Ascertain Certainty to Assess Offer Variety

The ways in which you best present purchase alternatives to a shopper are determined in part by the degree of confidence the shopper has in choosing among those alternatives. This conclusion from a team of Northeastern University, University of Pennsylvania, and Arizona State University researchers follows their study of item reviews from almost 100,000 consumers spanning nearly 30 years. Product categories used in the studies included wines, beers, and cosmetics.
     Based on their findings, the researchers suggest that for shoppers who express notable uncertainty, frame your subsequent purchase suggestions as quite different from what they just tried, such as by highlighting distinguishing item characteristics. Correspondingly, if you’ve evidence that the shopper has high confidence, frame your next best offer as similar to what the shopper just selected.
     A challenge with taking this advice is correctly detecting the shopper’s degree of confidence. If you’ve access to a history of item reviews from the shopper, use the same method the researchers did: Analyze recent reviews with attention to tones of certainty and doubt. You could also do the same sort of thing by conversing with the shopper. For the researchers, phrasing such as “Beyond any doubt” indicated high confidence and “I really don’t know” indicated low confidence.

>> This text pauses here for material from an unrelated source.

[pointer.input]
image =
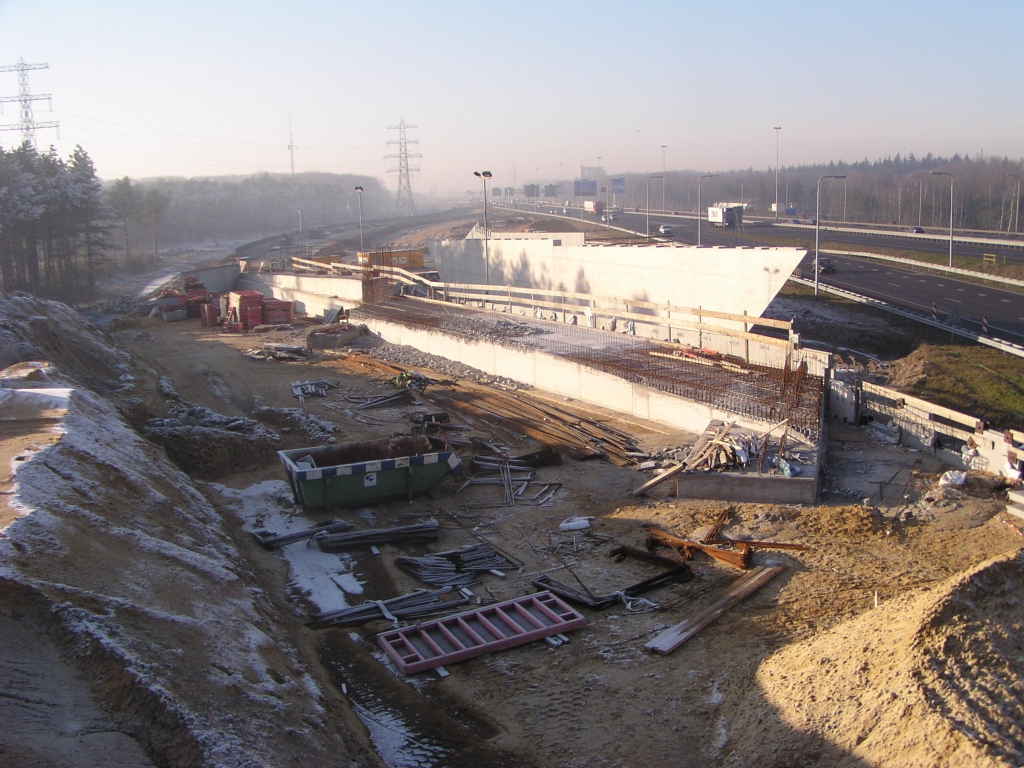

     The researchers’ findings highlight the value of an additional tool: Consider the degree of experience of the particular shopper with the particular item category. This can work because, in general, as a consumer gains more experience, their confidence regarding decisions for that item category will initially decrease as the consumer becomes acutely aware there’s much more to learn than they initially assumed. But as the consumer masters this learning and accumulates their own direct experience, confidence rebounds and grows.
     I’ll add my thought that if you can observe the shopper, maybe you should also notice how tightly they’re crossing their fingers while making the choice, signaling degree of hope good luck shines down to supplement low confidence.
     Research at University of Cincinnati, University of Florida, and University of Mississippi provides another perspective on the interplay of expertise with novelty. When the researchers offered choices of music samples to study participants, those who considered themselves music novices accepted a few new songs in a multitude of genres. The experts accepted a greater number of songs solely from one or a limited number of genres in which they considered themselves to have expertise. Certainty builds selectivity.